İbn-i Firnas kimya, fizik, astronomi okumuş. Astronomi tabloları hazırlamış, şiir yazmış, el-Makata adlı saati tasarlamış.
Kumdan
cam imalatını icad etmiş ve ayrıca kaya kristallerini kesme yöntemini
geliştirmiş. O zamana kadar sadece Mısırlılar kristal kesmeyi
biliyormuş. Bundan sonra, İspanya Mısır'dan kuartz ihracını bırakmış.
Güneş
ve gezegenleri hareket halinde gösteren bir Plenatarium yapmış. Bu
cihazla yıldızlarla birlikte bulutu ve şimşekleri incelemiş.
Ünlü
bilgin ayrıca kendisine has metodlarla bir kısım taşlardan mükemmel cam
imal etme usûlünü keşfetmiş, cam sanayiinin de öncüsü olmuş.
Ayrıca
düzeltme kabiliyeti olan camı keşfederek gözlüğün mucidi olduğu kabul
edilir. İbn-i Firnas aynı zamanda İslâm musıkîsinin İspanya'da topluma
mal edilmesini sağlayan İslâm bilginidir. İbn-i Fırmas'ın
gerçekleştirdiği o ilk uçuşu hayal ederek Medinetü'z-zehra'dan Kurtuba
Cami'ine doğru yola çıkıyoruz.
Kurtuba Camii
Vad'il-Kebir
nehri üzerinden geçerek Kurtuba Camii'ne ulaşıyoruz. Köprü ile cami
arasına yapılan kemerli kapı oldukça hantal. Modern çağın modern
mimarisiyle yapılmış. Bu hantal kapıdan içeri girince Ortaçağ'da
olduğunuzu anlayabiliyorsunuz. Camiye bahçeden geçiliyor. Caminin yerini
I.Abdurrahman tespit etmiş ve oldukça yüklü bir para ödemiş bu yere.

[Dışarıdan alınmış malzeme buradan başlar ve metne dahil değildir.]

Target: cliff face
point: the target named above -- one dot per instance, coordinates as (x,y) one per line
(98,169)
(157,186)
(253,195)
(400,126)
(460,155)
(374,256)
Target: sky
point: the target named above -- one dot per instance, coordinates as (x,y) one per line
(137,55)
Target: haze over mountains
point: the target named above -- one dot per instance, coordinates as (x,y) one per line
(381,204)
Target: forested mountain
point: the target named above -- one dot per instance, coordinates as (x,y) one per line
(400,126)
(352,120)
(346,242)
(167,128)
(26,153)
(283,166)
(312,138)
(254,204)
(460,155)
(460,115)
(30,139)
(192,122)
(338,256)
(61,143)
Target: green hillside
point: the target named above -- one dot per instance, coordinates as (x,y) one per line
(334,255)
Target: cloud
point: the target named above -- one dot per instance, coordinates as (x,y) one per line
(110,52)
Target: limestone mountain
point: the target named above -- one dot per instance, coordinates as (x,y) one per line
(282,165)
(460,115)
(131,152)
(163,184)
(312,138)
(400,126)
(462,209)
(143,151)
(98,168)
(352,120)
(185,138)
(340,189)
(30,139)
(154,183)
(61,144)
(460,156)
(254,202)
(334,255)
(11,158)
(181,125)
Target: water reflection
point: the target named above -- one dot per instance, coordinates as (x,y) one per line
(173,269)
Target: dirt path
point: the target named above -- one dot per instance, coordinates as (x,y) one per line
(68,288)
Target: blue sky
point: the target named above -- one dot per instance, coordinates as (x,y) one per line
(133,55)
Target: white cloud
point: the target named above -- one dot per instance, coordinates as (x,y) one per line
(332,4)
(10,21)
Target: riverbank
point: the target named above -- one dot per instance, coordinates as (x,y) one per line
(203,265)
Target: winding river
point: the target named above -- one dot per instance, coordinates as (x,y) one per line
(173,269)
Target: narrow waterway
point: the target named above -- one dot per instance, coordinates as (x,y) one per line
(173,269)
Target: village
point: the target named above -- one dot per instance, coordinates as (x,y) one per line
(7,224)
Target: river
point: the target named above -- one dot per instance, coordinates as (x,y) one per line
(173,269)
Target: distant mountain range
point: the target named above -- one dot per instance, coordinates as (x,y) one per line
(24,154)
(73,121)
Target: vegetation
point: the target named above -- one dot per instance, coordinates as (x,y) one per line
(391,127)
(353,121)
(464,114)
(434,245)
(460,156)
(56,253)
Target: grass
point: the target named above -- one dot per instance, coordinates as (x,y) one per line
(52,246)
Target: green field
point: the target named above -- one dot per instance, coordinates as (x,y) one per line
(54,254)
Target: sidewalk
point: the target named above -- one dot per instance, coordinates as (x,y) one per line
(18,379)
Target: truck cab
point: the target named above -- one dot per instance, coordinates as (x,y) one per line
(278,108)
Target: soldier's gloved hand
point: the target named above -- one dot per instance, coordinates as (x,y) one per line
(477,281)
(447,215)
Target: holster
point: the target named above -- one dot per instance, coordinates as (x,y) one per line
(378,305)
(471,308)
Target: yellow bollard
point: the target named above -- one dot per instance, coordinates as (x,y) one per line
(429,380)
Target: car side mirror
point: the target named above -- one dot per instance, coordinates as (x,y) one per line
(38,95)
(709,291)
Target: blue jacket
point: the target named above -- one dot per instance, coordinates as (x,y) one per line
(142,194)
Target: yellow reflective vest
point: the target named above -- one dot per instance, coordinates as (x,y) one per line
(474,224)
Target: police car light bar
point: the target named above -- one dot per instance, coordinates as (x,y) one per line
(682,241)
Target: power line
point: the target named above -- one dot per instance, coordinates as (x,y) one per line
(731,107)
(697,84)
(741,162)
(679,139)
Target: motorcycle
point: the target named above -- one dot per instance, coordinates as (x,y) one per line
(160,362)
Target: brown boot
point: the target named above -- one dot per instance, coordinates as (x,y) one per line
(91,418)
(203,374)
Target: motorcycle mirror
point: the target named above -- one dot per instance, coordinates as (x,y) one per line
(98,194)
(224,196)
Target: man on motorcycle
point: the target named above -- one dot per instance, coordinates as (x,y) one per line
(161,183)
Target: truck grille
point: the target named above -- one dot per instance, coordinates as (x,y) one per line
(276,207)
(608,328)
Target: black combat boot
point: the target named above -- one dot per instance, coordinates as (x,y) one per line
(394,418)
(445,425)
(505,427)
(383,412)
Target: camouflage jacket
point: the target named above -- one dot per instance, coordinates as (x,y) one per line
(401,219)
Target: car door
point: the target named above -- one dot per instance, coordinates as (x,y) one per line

Cami 996 sütuna sahipmiş rehberimizin dediğine göre. Sütunlar Kurtuba
kemeri diye adlandırılan kemerlerle mükemmel bir şekilde birbirilerine
bağlanmış.
Endülüs Emevilerinin başkenti
Kurtuba'da 600 cami varmış. Şimdi ayakta kalan tek camii Kurtuba Camii.
Vadil-Kebir nehri kenarındaki caminin temelini 785'de I. Abdurrahman
atmış. Bir milyon nüfusa sahip olan Kurtuba'da aynı zamanda 17
Üniversite ve 600.000 adet kitabı olan bir de kütüphane varmış.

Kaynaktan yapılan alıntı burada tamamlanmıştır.